[R-sig-ME] RE : Unbalanced design mixed models

Boulanger, Yan Yan.Boulanger at RNCan-NRCan.gc.ca
Sat Apr 20 20:40:39 CEST 2013


Thanks Douglas,

But statistically speaking, including the plots with only one individual in this context is incorrect right?

Many thanks!

Yan
________________________________
De : dmbates at gmail.com [dmbates at gmail.com] de la part de Douglas Bates [bates at stat.wisc.edu]
Date d'envoi : jeudi 18 avril 2013 13:06
À : Boulanger, Yan
Cc: r-sig-mixed-models at r-project.org
Objet : Re: [R-sig-ME] Unbalanced design mixed models

On Wed, Apr 17, 2013 at 1:14 PM, Boulanger, Yan <Yan.Boulanger at rncan-nrcan.gc.ca<mailto:Yan.Boulanger at rncan-nrcan.gc.ca>> wrote:
Hi folks,

This seems a very (I mean very...) basic mixed model question but I would like to have your feeling about this. I start from scratch with mixed models. I'm fitting this very simple mixed model:

fm1 <- lmer(dbh_tree ~ log(age_tree) + (1|plot_name), PICE.MAR_tree)

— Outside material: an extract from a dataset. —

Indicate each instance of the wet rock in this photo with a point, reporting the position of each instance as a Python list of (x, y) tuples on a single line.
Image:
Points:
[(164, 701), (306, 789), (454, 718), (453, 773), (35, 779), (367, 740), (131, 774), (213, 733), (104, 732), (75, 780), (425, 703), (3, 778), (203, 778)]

where dbh_tree is the diameter at breast height of a tree, age_tree the age of the tree at bh, plot_name is the plot where the tree was sampled and PICE.MAR_tree, my dataset. This is not an experimental setup where a fixed number of trees was sampled per plot. Indeed, some plots have as high as 150 trees (very few...) whereas others has only 1... At that is the (well one of the...) problem. How may I fit a mixed model where, in several cases, well, maybe 50%, there is only 1 tree per level of the random factor ? So, no variation within the random factor... I could forget the random factor but of course, this would lead to "partial" pseudoreplication. On the other hand, I could drop all plots with only one tree but this would discard about half of the plots. Am I right when I say that the coefficients (for the fixed variables) are unbiased when not considering the random factor ? Indeed, I'm not interested in CI but "only" to fixed variable coefficients.

I think you will find that there is very little difference in the model fits whether you include or exclude the single-observation groups.  Try it and see.